One of the activities they were asked to do was to write a letter to their future self, next year, which they will receive. Of course we should all look forward to who we wish to become, what we wish to do, how we accomplish the ultimate goal which is always heaven and holiness.
Adults continually do this with work, family and play. I talk with families who have vacation and plans laid out sometimes years in advance. High school students who have goals of college and career well into the future. And, of course, shorter term wishes by the children who look forward to camps in the summer of presents at Christmas.
But what happens when life interrupts our plans, goals and wishes? What happens within our lives and especially our relationships with family, friends and God?
These are important questions because life is always full of interruptions. Plans are great but as the famous saying goes…we make plans and God laughs. He laughs not because he doesn’t want us to succeed or be happy, he laughs because he knows us and knows plans are always waiting for the next interruption to occur.
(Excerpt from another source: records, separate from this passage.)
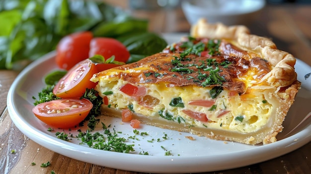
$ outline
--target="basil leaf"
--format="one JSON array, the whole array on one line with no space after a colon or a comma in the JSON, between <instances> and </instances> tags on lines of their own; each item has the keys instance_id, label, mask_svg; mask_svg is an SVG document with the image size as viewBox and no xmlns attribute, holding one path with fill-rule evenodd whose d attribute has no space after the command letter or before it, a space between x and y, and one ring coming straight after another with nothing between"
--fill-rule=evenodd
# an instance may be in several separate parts
<instances>
[{"instance_id":1,"label":"basil leaf","mask_svg":"<svg viewBox=\"0 0 311 174\"><path fill-rule=\"evenodd\" d=\"M141 33L148 31L147 20L125 18L112 21L101 22L92 30L94 36L117 38L133 33Z\"/></svg>"},{"instance_id":2,"label":"basil leaf","mask_svg":"<svg viewBox=\"0 0 311 174\"><path fill-rule=\"evenodd\" d=\"M174 98L169 103L169 106L173 107L181 107L184 108L185 106L182 103L181 97Z\"/></svg>"},{"instance_id":3,"label":"basil leaf","mask_svg":"<svg viewBox=\"0 0 311 174\"><path fill-rule=\"evenodd\" d=\"M118 38L131 54L127 63L137 61L146 57L161 52L167 43L158 35L150 32L134 34Z\"/></svg>"}]
</instances>

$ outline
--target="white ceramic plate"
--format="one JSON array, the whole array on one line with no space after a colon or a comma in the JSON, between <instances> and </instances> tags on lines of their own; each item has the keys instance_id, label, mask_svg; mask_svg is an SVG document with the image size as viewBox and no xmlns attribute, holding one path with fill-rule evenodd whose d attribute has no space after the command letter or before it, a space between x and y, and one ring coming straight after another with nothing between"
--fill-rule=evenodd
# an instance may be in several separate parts
<instances>
[{"instance_id":1,"label":"white ceramic plate","mask_svg":"<svg viewBox=\"0 0 311 174\"><path fill-rule=\"evenodd\" d=\"M178 41L180 35L165 35L169 43ZM34 62L21 72L13 83L8 93L7 108L16 126L27 137L41 145L59 154L83 162L121 170L155 173L185 173L216 171L235 168L268 160L292 151L311 140L311 125L305 122L291 130L311 111L310 92L302 90L291 108L284 123L283 132L278 141L265 145L255 146L236 142L216 141L179 132L143 125L138 130L148 135L136 135L128 143L135 144L135 151L124 154L94 149L73 138L67 142L57 138L56 131L77 134L77 130L47 130L50 126L33 115L34 100L45 86L44 77L57 68L52 52ZM129 123L121 123L116 118L101 117L106 125L111 124L120 136L134 136ZM101 125L101 124L100 124ZM98 125L97 131L101 131ZM166 134L167 139L163 138ZM191 140L185 136L195 139ZM153 139L155 140L150 141ZM157 141L160 140L159 142ZM165 155L165 150L171 155ZM149 155L139 155L148 152Z\"/></svg>"}]
</instances>

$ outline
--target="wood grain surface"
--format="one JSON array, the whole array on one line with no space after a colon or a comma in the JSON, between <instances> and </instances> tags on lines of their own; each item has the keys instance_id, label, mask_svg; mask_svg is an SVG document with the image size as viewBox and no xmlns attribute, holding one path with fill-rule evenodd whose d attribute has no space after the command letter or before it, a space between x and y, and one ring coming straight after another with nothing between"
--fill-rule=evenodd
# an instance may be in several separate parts
<instances>
[{"instance_id":1,"label":"wood grain surface","mask_svg":"<svg viewBox=\"0 0 311 174\"><path fill-rule=\"evenodd\" d=\"M151 31L157 33L187 32L190 28L179 8L133 14L149 19ZM267 6L258 20L249 27L252 33L271 38L279 49L311 65L311 6ZM51 174L52 171L55 174L142 174L72 159L48 150L24 136L12 123L6 109L7 92L17 74L17 72L0 70L0 174ZM266 162L207 174L309 174L311 149L309 142L297 150ZM12 153L12 150L16 152ZM40 167L42 163L48 161L51 166ZM32 165L33 162L36 165Z\"/></svg>"}]
</instances>

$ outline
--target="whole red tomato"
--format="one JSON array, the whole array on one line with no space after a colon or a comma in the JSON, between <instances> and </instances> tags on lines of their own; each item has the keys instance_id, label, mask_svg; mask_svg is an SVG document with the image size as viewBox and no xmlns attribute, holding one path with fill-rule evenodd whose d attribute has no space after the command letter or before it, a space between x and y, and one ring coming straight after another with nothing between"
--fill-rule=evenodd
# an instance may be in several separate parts
<instances>
[{"instance_id":1,"label":"whole red tomato","mask_svg":"<svg viewBox=\"0 0 311 174\"><path fill-rule=\"evenodd\" d=\"M89 57L100 55L107 59L112 56L115 60L126 62L130 58L130 53L120 41L109 38L94 38L90 43Z\"/></svg>"},{"instance_id":2,"label":"whole red tomato","mask_svg":"<svg viewBox=\"0 0 311 174\"><path fill-rule=\"evenodd\" d=\"M93 34L89 31L75 33L63 38L56 48L56 63L69 70L76 64L88 58L89 44Z\"/></svg>"}]
</instances>

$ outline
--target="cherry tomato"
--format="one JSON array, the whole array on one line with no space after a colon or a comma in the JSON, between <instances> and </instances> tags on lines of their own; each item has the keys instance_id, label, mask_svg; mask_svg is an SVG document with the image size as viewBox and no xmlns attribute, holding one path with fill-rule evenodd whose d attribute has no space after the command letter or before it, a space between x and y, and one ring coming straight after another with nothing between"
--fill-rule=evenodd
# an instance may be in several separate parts
<instances>
[{"instance_id":1,"label":"cherry tomato","mask_svg":"<svg viewBox=\"0 0 311 174\"><path fill-rule=\"evenodd\" d=\"M191 118L199 121L207 121L208 120L207 117L206 117L206 115L204 113L197 113L188 110L182 110L182 112Z\"/></svg>"},{"instance_id":2,"label":"cherry tomato","mask_svg":"<svg viewBox=\"0 0 311 174\"><path fill-rule=\"evenodd\" d=\"M92 103L85 99L62 99L38 104L32 112L48 125L69 128L83 121L92 107Z\"/></svg>"},{"instance_id":3,"label":"cherry tomato","mask_svg":"<svg viewBox=\"0 0 311 174\"><path fill-rule=\"evenodd\" d=\"M122 121L128 122L133 119L133 113L128 109L122 110Z\"/></svg>"},{"instance_id":4,"label":"cherry tomato","mask_svg":"<svg viewBox=\"0 0 311 174\"><path fill-rule=\"evenodd\" d=\"M88 59L73 67L54 87L53 94L62 98L80 98L85 89L95 87L95 83L89 80L93 74L98 72L95 64Z\"/></svg>"},{"instance_id":5,"label":"cherry tomato","mask_svg":"<svg viewBox=\"0 0 311 174\"><path fill-rule=\"evenodd\" d=\"M69 70L88 58L89 44L93 38L89 31L75 33L63 38L56 48L55 60L59 67Z\"/></svg>"},{"instance_id":6,"label":"cherry tomato","mask_svg":"<svg viewBox=\"0 0 311 174\"><path fill-rule=\"evenodd\" d=\"M131 120L131 126L134 128L139 128L141 122L138 119L133 119Z\"/></svg>"},{"instance_id":7,"label":"cherry tomato","mask_svg":"<svg viewBox=\"0 0 311 174\"><path fill-rule=\"evenodd\" d=\"M91 40L89 57L100 55L105 59L115 56L115 60L126 62L130 53L120 41L113 38L94 38Z\"/></svg>"},{"instance_id":8,"label":"cherry tomato","mask_svg":"<svg viewBox=\"0 0 311 174\"><path fill-rule=\"evenodd\" d=\"M214 105L215 103L215 101L214 100L200 100L190 101L189 102L188 104L190 105L196 105L206 107L210 107L212 106L213 105Z\"/></svg>"}]
</instances>

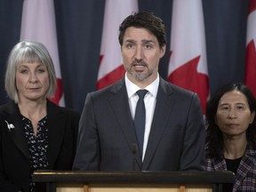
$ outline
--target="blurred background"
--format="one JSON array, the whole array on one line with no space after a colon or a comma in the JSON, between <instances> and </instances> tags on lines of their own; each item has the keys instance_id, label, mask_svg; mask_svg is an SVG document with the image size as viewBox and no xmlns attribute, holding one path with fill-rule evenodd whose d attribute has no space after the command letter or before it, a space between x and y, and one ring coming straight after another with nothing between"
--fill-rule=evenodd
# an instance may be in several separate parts
<instances>
[{"instance_id":1,"label":"blurred background","mask_svg":"<svg viewBox=\"0 0 256 192\"><path fill-rule=\"evenodd\" d=\"M53 3L65 105L82 112L86 94L97 89L105 0ZM22 4L23 0L0 0L0 104L8 100L4 85L5 65L11 49L20 40ZM202 4L211 94L227 83L244 82L249 1L203 0ZM138 6L163 19L169 51L172 0L139 0ZM168 79L169 57L166 52L159 67L164 79Z\"/></svg>"}]
</instances>

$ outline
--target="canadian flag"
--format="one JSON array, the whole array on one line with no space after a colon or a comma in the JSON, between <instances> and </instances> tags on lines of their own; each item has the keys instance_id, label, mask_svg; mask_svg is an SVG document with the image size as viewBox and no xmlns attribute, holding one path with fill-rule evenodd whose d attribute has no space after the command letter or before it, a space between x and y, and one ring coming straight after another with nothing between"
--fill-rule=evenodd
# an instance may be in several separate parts
<instances>
[{"instance_id":1,"label":"canadian flag","mask_svg":"<svg viewBox=\"0 0 256 192\"><path fill-rule=\"evenodd\" d=\"M172 20L168 80L196 92L204 113L209 80L201 0L173 0Z\"/></svg>"},{"instance_id":2,"label":"canadian flag","mask_svg":"<svg viewBox=\"0 0 256 192\"><path fill-rule=\"evenodd\" d=\"M250 0L246 35L246 68L244 84L256 97L256 0Z\"/></svg>"},{"instance_id":3,"label":"canadian flag","mask_svg":"<svg viewBox=\"0 0 256 192\"><path fill-rule=\"evenodd\" d=\"M122 21L137 11L137 0L106 0L97 89L118 81L125 74L118 29Z\"/></svg>"},{"instance_id":4,"label":"canadian flag","mask_svg":"<svg viewBox=\"0 0 256 192\"><path fill-rule=\"evenodd\" d=\"M47 48L52 59L57 76L57 89L54 97L50 100L57 105L64 106L52 0L24 0L20 40L40 42Z\"/></svg>"}]
</instances>

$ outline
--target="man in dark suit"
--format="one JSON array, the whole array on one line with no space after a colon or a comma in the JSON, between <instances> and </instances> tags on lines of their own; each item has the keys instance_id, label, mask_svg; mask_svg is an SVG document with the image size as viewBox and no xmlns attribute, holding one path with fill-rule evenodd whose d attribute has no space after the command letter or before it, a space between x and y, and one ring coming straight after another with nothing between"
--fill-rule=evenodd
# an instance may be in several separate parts
<instances>
[{"instance_id":1,"label":"man in dark suit","mask_svg":"<svg viewBox=\"0 0 256 192\"><path fill-rule=\"evenodd\" d=\"M128 16L119 28L119 43L125 76L88 93L73 170L204 171L199 99L158 75L166 48L163 20L146 12ZM142 139L134 120L138 90L147 90Z\"/></svg>"}]
</instances>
In my own life I can go down a long list of plans that have been interrupted by many things. We can start in high school. I wanted to be a Marine. I did become a Marine but during the time I was serving I found out that being a Marine wasn’t my dream…I wasn’t called to serve above the four years of my enlistment. The plan of being a Marine was interrupted by reality. In college I wanted to study German. I did go to Germany, and the University of Constance, for a year but I soon discovered that my language ability was not great and I enjoyed the beer tasting as much as the learning of language. After graduating Holy Names College (now Holy Names University) I was at a loss of what to do…I really didn’t have a plan or focus…and this is where interruptions and God happen…I went to New Mexico to work for a summer at a wilderness camp and stayed two years as a teacher…which led me to seek a teaching credential…be employed at St. Lawrence the Martyr Middle School in Santa Clara…which challenged me to grow in my faith as I talked, taught and learned with my sixth grade classes and their parents…ending with finally hearing and accepting the call to priesthood.
I know that at times of being lost, if we have our hearts open to God’s gentle voice, we are able to hear the plan God has for each of us. And don’t get me wrong, I continued to try and plan out God’s plan for me over and over again…being frustrated with God, angry with God but always in conversation with God knowing that in my call to serve God as a priest, just as we are all called in our proper vocations, we find peace, joy and happiness in the life we are called to live.
Our Sunday Gospel and Reflection remind us of this truth, of seeing and hearing the presence of God within our lives. It is the faith based hope that goes beyond the ordinary and mundane into the glorious and eternal life with God. Our true goal is to align hour hearts with God’s goal for us….and sometimes the only way to find this goal is to become lost and then listen for the gentle whisper of love.